Christopher Gobler, Ph.D.. Professor in Biological Oceanography. Research by the Gobler group focuses on plankton ecology, in particular the factors which promote phytoplankton growth (organic and inorganic nutrients) and the factors which are responsible for algal mortality (zooplankton, viruses, filter-feeding bivalves). A primary emphasis in plankton ecology has been the study of harmful algal blooms (HABs), both locally and around the US. Another research focus is the ecological functioning and trophic status of estuaries, especially understanding how anthropogenic activities such as eutrophication, overharvesting of fisheries, and salt marsh / shoreline modification may alter the natural biogeochemical and/or ecological functioning of estuarine ecosystems. A final area of interest is how phytoplankton influence biogeochemical cycles of organic carbon, nutrients and trace metals in aquatic ecosystems.
Specific areas of expertise: Harmful algal blooms; Ocean acidification and estuarine ecology.
Gordon T. Taylor, Ph.D., Professor in Marine Microbiology. Dr. Taylor’s expertise includes: microbial involvement in biogeochemical cycles, food web relationships among microorganisms (bacteria, protozoans, algae and viruses), microbial biofouling, nuisance blooms, such as Brown Tide and ecology of oxygen-depleted marine systems.

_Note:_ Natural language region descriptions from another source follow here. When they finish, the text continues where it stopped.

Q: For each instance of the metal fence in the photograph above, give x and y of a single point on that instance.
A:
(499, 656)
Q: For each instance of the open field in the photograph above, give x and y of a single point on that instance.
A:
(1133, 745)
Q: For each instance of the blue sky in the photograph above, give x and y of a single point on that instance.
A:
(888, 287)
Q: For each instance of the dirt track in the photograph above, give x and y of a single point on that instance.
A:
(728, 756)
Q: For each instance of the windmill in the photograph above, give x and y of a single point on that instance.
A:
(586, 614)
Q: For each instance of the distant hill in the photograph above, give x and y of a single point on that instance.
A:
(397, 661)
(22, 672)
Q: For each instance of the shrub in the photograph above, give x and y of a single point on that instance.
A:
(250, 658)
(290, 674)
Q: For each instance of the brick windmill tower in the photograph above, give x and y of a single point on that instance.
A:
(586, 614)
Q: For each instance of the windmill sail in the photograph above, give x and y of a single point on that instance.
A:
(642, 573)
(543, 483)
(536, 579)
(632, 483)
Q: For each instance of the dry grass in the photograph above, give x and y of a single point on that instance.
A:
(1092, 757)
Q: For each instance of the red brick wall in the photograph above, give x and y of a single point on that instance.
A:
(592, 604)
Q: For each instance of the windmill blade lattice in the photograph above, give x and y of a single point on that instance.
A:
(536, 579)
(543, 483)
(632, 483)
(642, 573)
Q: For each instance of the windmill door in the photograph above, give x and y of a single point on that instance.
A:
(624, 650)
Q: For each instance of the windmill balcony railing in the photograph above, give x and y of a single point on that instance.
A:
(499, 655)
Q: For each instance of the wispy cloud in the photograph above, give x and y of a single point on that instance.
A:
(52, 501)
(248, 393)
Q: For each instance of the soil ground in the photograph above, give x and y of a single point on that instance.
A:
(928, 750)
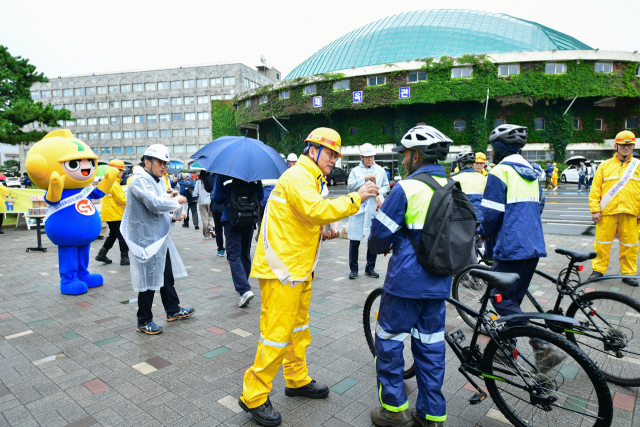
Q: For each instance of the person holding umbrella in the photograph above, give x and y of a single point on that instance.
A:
(286, 256)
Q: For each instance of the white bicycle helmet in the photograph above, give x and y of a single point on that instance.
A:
(428, 141)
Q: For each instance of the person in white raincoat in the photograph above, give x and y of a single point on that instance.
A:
(360, 223)
(146, 226)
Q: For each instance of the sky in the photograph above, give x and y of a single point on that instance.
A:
(67, 37)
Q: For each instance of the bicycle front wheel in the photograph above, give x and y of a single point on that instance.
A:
(370, 322)
(613, 345)
(551, 381)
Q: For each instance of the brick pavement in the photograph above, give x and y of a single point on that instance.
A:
(78, 361)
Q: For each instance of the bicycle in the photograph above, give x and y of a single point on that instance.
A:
(607, 324)
(527, 387)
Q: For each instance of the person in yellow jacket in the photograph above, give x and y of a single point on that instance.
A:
(614, 202)
(113, 205)
(286, 256)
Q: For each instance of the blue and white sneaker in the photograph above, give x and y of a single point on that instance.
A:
(149, 328)
(181, 314)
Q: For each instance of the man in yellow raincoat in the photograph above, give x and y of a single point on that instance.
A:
(286, 255)
(614, 202)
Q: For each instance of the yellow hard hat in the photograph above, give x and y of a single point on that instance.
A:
(48, 154)
(119, 164)
(327, 138)
(625, 137)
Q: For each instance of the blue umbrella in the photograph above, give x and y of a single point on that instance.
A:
(240, 157)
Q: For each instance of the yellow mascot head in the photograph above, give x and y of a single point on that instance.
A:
(60, 151)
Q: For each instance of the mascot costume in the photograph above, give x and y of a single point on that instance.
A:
(64, 167)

His current research focuses on microbiological and chemical exchange processes across boundaries, novel microbial metabolisms and the microbial ecology of organic debris during transport from sites of production. His research sheds light on responses of the oceans’ carbon cycle and ecosystem function to oxygen stress and global climate change.
Specific areas of interest: Biological oceanography. Microbial ecology. Marine pathogens (bacteria and viruses). Global carbon cycle. Hypoxia. Anoxia. Ocean deoxygenation.
Robert L. Swanson, Ph.D., Adjunct Professor in Physical Oceanography. Dr. Swanson is a physical and coastal oceanographer who focuses on marine pollution and solid waste issues. He is Director of the Waste Reduction and Management Institute, and Associate Dean of the School of Marine and Atmospheric Sciences. While maintaining a research program on the above topics, he also is active in using science to influence public policy.
Specific areas of expertise: Physical and coastal oceanography. Marine pollution. Marine policy, ocean policy, and solid waste issues.